Asymmetries Between Inference and Explanations Not Really a Problem

 

VanFraassen suggests that asymmetries only exist because of the context; thus, they can be reversed with a change in context.  To illustrate this point, he offers a story when the height of a tower is explained by the length of its shadow, rather than the other way around.  In van Fraassen's story, a character offers the following explanation of the height of a tower:

 

“That tower marks the spot where the Chevalier killed the maid with whom he had been in love to the point of madness. And the height of the tower? He vowed that shadow would cover the terrace where he first proclaimed his love, with every setting sun-that is why the tower had to be so high.

 

Van Fraassen here suggests that explanations are arguments, but only relative to context.  We assess the explanatory merits of the derivations by tacitly supposing contexts that occur in everyday life.

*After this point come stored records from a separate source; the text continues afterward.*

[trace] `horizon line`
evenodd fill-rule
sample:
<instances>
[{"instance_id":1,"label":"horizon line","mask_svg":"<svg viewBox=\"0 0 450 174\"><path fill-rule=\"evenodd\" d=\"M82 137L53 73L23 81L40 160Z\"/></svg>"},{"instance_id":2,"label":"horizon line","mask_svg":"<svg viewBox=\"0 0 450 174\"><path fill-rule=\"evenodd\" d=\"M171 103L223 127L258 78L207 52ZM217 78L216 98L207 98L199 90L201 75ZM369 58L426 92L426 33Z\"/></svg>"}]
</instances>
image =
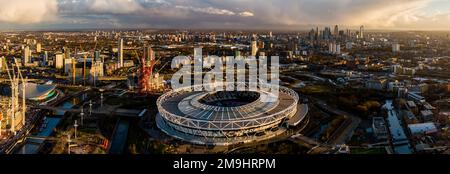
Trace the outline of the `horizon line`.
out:
<instances>
[{"instance_id":1,"label":"horizon line","mask_svg":"<svg viewBox=\"0 0 450 174\"><path fill-rule=\"evenodd\" d=\"M330 25L332 26L332 25ZM334 26L334 25L333 25ZM314 26L313 28L196 28L196 27L83 27L83 28L70 28L70 27L61 27L61 28L35 28L35 29L0 29L0 33L7 32L76 32L76 31L96 31L96 30L116 30L116 31L130 31L130 30L187 30L187 31L276 31L276 32L295 32L302 31L307 32L315 27L324 28L327 27L325 25L322 26ZM345 30L358 30L354 27L345 28ZM414 28L365 28L365 32L450 32L450 29L414 29Z\"/></svg>"}]
</instances>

With a little imagination, we can see that there are alternative contexts in which the argument we normally would dismiss would count as explanatory.

 

Lewis' Objection to the Tower example:

 

Van Fraassen's story supposedly describes a context in which the length of the shadow explains the height of the tower.  But this will solve the traditional problem of the asymmetries of explanation only if one can claim that the argument underlying the quoted passage is the argument that the unimaginative have dismissed as nonexplanatory.  But the explanation van Fraassen relates does not in fact take the form of deducing the height of the tower from the length of the shadow  (with the elevation of the sun and the principles of optics as the only other premises).

 

What is really doing the explaining is the intentions and beliefs of the Chevalier.  This is what causes the tower to be of a certain height.  We must begin with some initial conditions about the psychological characteristics of the Chevalier (He wanted to build a tower with certain properties.  He knew certain physical facts.)  Using general principles of rationality, we infer a statement to the effect that the Chevalier came to believe that, if he built a tower of the appropriate height on the appropriate spot, it would meet his desiderata.

 

Thus Lewis claims that van Fraassen is mistaken.  His story does not provide a context in which the argument wrongly dismissed as explanatory shows its explanatory worth (mere length explains height) by a shift in context alone. 

 

“Moreover, since van Fraassen points out, quite explicitly, the dependency on desires, we take him to appreciate that his story does not solve the traditional problem of the asymmetries of explanation.

 

Further, can you think of a story in which the redshift would explain the galaxies moving away?   Where human intention is not possible, it seems difficult; this would seem to confirm Lewis' diagnosis of the Tower story.

 



[1] Hempel, Carl,” Studies in the Logic of Explanation” http://people.loyno.edu/~folse/hempelstudies.htm

[2] Carl G. Hempel and Paul Oppenheim “Studies in the Logic of Explanation” Philosophy of Science Vol. 15, No. 2 (Apr., 1948), pp. 135-175 (41 pages)

[3] Laws of Nature, John W. Carroll Cambridge University Press (1994)

[4] One popular way of understanding the truth conditions of counterfactuals employs the use of possible worlds discourse. To say that a counterfactual is true is to say that in the nearest possible world where the antecedent obtains the consequent obtains.

[5] Lewis, David [1973]: `Causation’ Journal of Philosophy 70, pp. 556-567.